Il “Sistema di allarme rapido”, invece, teoricamente dovrebbe permettere agli Stati di condividere tra di loro i dati sugli attacchi informatici e segnalare quanto dovesse accadere di sospetto. Un funzionario della EEAS ha detto a Euractiv che il “Sistema di allarme rapido” sarà un network chiuso a cui potranno accedere gli stati membri, caricando le segnalazioni dei siti che diffondono notizie false online e condividendole con gli altri paesi.
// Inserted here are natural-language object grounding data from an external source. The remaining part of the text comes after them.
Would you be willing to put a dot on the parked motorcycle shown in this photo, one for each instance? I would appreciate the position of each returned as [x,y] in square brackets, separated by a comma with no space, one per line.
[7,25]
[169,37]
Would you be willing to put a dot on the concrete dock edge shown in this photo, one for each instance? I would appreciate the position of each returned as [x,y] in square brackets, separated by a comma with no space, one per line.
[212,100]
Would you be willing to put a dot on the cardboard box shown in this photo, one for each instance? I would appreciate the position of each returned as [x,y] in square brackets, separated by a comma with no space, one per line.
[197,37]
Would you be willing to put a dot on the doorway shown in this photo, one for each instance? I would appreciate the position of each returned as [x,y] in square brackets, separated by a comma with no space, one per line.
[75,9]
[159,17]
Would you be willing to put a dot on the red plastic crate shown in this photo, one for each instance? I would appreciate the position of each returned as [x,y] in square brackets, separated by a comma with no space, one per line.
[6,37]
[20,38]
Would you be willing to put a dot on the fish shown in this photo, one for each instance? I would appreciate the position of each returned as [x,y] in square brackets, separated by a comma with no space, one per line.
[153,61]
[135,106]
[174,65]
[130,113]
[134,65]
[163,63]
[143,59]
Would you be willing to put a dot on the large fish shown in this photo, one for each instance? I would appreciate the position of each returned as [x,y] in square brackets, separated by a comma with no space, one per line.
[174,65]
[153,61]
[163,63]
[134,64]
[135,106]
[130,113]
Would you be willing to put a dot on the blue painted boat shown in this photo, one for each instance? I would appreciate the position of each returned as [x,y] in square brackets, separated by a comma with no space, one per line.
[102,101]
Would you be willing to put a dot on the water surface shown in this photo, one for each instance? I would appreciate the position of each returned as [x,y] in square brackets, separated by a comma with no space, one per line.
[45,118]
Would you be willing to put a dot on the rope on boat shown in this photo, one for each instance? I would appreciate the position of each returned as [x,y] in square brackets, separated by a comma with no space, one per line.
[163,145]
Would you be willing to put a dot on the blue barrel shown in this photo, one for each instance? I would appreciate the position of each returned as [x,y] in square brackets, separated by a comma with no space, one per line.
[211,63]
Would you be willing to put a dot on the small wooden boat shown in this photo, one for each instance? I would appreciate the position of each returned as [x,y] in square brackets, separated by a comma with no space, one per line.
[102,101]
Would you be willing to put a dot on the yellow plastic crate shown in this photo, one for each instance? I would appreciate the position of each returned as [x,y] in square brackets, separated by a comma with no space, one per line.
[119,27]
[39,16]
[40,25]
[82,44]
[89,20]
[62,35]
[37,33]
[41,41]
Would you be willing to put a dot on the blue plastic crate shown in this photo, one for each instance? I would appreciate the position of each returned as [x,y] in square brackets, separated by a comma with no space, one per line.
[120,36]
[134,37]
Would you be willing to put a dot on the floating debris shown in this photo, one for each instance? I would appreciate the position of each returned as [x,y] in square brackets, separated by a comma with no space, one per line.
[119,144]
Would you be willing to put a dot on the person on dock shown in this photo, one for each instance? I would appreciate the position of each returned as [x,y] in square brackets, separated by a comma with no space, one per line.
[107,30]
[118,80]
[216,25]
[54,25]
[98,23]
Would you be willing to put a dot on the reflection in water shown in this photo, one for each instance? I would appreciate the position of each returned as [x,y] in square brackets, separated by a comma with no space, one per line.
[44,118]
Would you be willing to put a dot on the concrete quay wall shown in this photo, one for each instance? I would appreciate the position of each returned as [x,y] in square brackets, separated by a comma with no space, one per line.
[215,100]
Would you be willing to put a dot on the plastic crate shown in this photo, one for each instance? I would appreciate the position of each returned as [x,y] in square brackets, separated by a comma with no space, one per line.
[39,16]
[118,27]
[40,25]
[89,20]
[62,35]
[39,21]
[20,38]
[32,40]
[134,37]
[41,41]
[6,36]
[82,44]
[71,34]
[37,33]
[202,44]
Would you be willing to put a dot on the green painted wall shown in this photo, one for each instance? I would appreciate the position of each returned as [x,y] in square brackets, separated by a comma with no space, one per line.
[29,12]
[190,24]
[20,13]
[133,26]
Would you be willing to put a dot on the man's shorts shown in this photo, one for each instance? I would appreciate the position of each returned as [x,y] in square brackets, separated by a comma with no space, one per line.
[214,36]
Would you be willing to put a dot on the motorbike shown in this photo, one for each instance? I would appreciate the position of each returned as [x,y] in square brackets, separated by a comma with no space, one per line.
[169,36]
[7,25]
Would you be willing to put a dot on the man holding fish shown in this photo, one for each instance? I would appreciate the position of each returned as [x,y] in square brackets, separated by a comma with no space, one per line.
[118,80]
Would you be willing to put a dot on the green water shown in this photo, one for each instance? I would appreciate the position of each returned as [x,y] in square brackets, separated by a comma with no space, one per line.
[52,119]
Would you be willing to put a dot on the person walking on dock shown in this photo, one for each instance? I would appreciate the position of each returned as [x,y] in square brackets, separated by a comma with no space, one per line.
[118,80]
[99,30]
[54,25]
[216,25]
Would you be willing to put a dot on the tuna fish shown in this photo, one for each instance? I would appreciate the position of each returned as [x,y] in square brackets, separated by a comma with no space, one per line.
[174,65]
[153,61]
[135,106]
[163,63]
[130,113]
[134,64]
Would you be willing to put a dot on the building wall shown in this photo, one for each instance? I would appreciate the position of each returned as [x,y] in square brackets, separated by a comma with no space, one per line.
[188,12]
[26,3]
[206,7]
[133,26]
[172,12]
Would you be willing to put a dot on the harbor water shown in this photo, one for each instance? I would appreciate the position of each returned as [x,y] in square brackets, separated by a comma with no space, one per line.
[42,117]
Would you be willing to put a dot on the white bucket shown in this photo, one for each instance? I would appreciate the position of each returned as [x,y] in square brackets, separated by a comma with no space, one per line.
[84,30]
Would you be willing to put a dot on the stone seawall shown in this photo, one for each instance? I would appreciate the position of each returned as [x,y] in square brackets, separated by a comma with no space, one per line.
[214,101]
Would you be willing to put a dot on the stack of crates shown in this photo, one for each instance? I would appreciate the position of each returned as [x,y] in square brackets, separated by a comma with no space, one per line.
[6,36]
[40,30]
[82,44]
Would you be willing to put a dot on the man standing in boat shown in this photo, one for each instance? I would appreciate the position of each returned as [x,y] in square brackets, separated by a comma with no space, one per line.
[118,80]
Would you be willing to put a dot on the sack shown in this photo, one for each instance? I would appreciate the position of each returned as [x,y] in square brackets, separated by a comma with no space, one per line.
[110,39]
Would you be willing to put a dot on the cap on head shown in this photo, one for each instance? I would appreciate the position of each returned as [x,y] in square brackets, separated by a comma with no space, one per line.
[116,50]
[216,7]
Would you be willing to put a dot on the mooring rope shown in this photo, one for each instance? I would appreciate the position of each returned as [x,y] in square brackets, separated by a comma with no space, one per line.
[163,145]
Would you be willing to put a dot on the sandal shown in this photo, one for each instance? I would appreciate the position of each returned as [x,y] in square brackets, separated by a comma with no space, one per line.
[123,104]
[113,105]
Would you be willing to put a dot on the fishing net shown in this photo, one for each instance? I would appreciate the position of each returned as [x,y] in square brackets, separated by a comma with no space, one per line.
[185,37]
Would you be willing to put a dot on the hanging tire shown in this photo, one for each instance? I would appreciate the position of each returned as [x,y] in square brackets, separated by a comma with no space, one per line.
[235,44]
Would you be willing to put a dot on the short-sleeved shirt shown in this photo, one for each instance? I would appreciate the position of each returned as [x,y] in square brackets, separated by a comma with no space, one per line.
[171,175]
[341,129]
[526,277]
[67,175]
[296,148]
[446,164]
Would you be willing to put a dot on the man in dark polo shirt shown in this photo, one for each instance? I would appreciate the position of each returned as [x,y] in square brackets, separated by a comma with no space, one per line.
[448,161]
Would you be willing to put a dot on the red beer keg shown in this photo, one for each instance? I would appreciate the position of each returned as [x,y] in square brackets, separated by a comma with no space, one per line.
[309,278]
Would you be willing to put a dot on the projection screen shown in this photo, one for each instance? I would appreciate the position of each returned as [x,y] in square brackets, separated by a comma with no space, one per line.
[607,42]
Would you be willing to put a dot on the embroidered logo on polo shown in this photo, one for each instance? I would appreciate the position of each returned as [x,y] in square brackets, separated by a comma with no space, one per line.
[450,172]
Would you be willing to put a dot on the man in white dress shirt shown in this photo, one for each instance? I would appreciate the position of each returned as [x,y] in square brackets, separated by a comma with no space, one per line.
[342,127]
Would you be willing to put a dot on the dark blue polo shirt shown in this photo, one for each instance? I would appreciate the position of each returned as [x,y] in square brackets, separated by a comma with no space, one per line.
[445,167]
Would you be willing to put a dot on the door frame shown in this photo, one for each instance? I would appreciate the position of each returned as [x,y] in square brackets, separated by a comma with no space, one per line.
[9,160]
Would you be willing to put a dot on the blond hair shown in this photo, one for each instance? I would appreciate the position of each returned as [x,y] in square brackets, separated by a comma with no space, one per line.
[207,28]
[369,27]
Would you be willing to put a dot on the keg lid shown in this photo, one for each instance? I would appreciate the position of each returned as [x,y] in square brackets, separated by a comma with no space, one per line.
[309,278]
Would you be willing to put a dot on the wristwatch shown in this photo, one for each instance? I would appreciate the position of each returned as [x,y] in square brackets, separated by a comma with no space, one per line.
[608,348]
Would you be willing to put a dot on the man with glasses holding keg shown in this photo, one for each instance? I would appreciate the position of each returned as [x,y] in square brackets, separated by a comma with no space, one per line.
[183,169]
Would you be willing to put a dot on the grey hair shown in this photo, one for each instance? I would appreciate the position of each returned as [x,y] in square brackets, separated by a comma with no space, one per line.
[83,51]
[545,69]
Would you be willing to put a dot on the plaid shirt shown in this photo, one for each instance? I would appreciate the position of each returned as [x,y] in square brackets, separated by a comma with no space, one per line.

Non è immediatamente chiaro che efficacia possa avere questo sistema – che sarà pronto a marzo – nell’arginare la diffusione delle notizie false, visto che avviene in modo rapidissimo, attraverso siti che vengono aperti e chiusi rapidamente e piattaforme gestite da società private su cui gli stati hanno poco o nessun potere.
Lo scorso settembre, per esempio, era stato presentato un “codice di condotta” – a sottoscrizione volontaria – di buone pratiche contro la disinformazione e la diffusione di notizie false online. Il codice, che è stato sottoscritto da grandi società come Facebook, Twitter e Google, prevede che le aziende si autoregolino per contrastare ed eliminare le fake news dai propri siti (non accettare inserzioni pubblicitarie da siti che notoriamente diffondono disinformazione, eliminare gli account falsi sui social network, etc). Sono impegni generici che queste aziende hanno già preso in passato, senza grandi risultati. Entro la fine del 2018 i firmatari del codice dovrebbero iniziare a fornire alla Commissione degli aggiornamenti mensili sulla sua applicazione, che poi saranno pubblicati.
Prima della pubblicazione del codice la Commissione aveva chiesto il parere di un gruppo di esperti esterni, i quali erano stati piuttosto critici nei confronti dell’efficacia del codice di condotta. Avevano scritto che per come è ora non contiene «né un approccio comune efficace, né impegni significativi, né obiettivi misurabili o indicatori chiave di prestazione (gli indici che monitorano l’andamento di un processo aziendale), né strumenti che permettano di controllare il rispetto [del codice] o monitorare l’implementazione del processo» e quindi è molto difficile stabilire la sua efficacia. Tutto era affidato alla capacità di autoregolazione di piattaforme online e social network, che però finora non hanno dimostrato di essere particolarmente affidabili.